Do you have any question about this SAP term?
Component: FS-PM
Component Name: Policy Management
Description: Non-life insurance: With this form of insurance, the sum insured and the insurance premium area adjusted to match the price index from the Federal Statistical Office, within a specific period normally from one insurance year to another. This should ensure that the actual value of an insured object remains the same, thus avoiding underinsurance.

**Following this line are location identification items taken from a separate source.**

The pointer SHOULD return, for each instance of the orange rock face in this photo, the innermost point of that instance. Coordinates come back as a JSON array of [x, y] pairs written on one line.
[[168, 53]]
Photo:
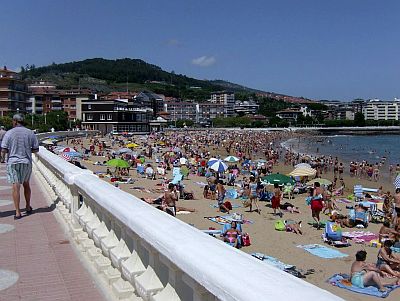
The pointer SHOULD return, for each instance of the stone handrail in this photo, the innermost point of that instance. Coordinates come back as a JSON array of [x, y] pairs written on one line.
[[178, 261]]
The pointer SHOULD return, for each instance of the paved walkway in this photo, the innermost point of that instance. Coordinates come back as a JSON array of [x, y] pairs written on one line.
[[39, 252]]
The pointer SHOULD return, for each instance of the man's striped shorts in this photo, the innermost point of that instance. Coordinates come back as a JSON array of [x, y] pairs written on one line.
[[19, 173]]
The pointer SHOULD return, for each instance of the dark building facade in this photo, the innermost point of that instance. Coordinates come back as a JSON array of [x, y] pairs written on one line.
[[115, 116]]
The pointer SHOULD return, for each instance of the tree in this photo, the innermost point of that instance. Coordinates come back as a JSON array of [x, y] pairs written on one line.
[[359, 119]]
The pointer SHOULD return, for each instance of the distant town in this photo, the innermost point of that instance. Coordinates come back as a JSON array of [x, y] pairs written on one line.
[[145, 111]]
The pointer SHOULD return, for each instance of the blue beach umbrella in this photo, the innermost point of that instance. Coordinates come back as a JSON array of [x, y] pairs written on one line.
[[217, 165]]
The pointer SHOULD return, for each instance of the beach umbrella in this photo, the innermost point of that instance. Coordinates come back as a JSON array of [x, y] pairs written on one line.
[[117, 163], [73, 154], [217, 165], [397, 182], [321, 181], [231, 159], [48, 142], [65, 157], [132, 145], [124, 150], [302, 165], [277, 178], [303, 171]]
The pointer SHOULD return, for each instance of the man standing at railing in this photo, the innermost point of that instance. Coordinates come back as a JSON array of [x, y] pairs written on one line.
[[19, 143]]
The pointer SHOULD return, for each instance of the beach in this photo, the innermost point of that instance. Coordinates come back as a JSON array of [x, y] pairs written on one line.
[[264, 238]]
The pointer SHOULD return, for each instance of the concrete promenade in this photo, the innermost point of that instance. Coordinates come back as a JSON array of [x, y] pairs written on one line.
[[37, 261]]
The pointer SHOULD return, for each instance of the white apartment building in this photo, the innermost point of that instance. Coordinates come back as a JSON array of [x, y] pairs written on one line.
[[376, 109], [224, 98]]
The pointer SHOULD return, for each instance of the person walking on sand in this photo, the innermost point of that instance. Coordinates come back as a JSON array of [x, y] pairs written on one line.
[[2, 133], [19, 143]]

Key Concepts: Index insurance is a type of insurance policy offered by SAP FS-PM Policy Management. It is a risk management tool that provides protection against losses due to changes in an index or other measure of economic activity. The policy pays out a predetermined amount when the index falls below a certain level. How to use it: Index insurance can be used to protect against losses due to changes in an index or other measure of economic activity. The policyholder pays a premium and, if the index falls below a certain level, the policy pays out a predetermined amount. The policyholder can choose the index, the level at which the payout will be triggered, and the amount of the payout. Tips & Tricks: When selecting an index for an index insurance policy, it is important to choose one that is closely related to the risks that you are trying to protect against. For example, if you are trying to protect against losses due to changes in commodity prices, you should select an index that tracks those prices. Related Information: Index insurance is just one of many risk management tools available in SAP FS-PM Policy Management. Other tools include reinsurance, catastrophe bonds, and parametric triggers. Each of these tools has its own advantages and disadvantages, so it is important to research each one before making a decision.